フランス1部パリサンジェルマンのスウェーデン代表FWズラタン・イブラヒモビッチ(33)が、いきなり50個ものタトゥーを体に加え、周囲をびっくりさせた。

 14日カン戦でのこと。前半2分に先制ゴールを決めると、おもむろにユニホームを脱ぎ、胸からおなかの部分にかけてびっしりと描かれた新タトゥーを披露した。

 当然、イエローカードをもらってしまったが、イブラには、そこまでしてもタトゥーを披露したい強い思いがあった。

 翌日、記者会見に姿を現したイブラは、体に描かれていたものが人の名前だと説明した。「あのタトゥーを見せた後、みんなに『あれは何なんだ?』と聞かれた。オレは時間がたつと消えるインクで、50人の実在の人たちの名前を入れた。世界中で飢餓に苦しんでいる人たちの名前だ」。

 イブラは、食糧欠乏国への食糧援助や、天災などの被災国に対して緊急援助を行う国際連合世界食糧計画(United Nations World Food Programme=WFP)の活動に賛同。自らの体に名前を刻むことで、飢えに苦しむ人々に目を向けるきっかけをつくろうと考えたという。

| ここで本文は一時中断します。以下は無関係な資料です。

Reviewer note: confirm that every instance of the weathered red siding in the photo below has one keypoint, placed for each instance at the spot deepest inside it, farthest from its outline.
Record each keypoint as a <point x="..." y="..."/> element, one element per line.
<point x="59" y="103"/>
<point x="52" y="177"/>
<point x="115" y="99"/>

 イブラは「オレがどこへ行っても人々は応援してくれる。でも世界には、だれからも応援されず、飢餓に苦しむ8億500万もの人たちがいる。多くは子供たちだ。彼らは戦争や自然災害、貧困に苦しんでいる」と説明。

 その上で「オレには世界中にサポーターがいる。今日からはそのサポートを、本当に援助を必要としている人にも向けてほしい。いつでもオレを見たら、(苦しんでいる)彼らを思い出してほしい」と訴えた。

 会見に同席したWFPのカテナ・ディレクターは「誰かがこういったシンプルな行動で、どんな境界線も越え、メッセージを伝えてくれることを願っていました。ズラタンがこれに賛同してくれたこと、そしてパリサンジェルマンが許可してくれたことに感謝します」と話した。

 イブラは「オレたちが一緒になって世界中の指導者に働きかければ、飢餓の問題は解決できると思う」と力を込める。現在も世界のどこかで戦争は続き、テロで命を落とす人も後を絶たない。だが、イブラのようなポジティブな姿勢を我々も見習えば、世界は違ったものに変わってくるかもしれない。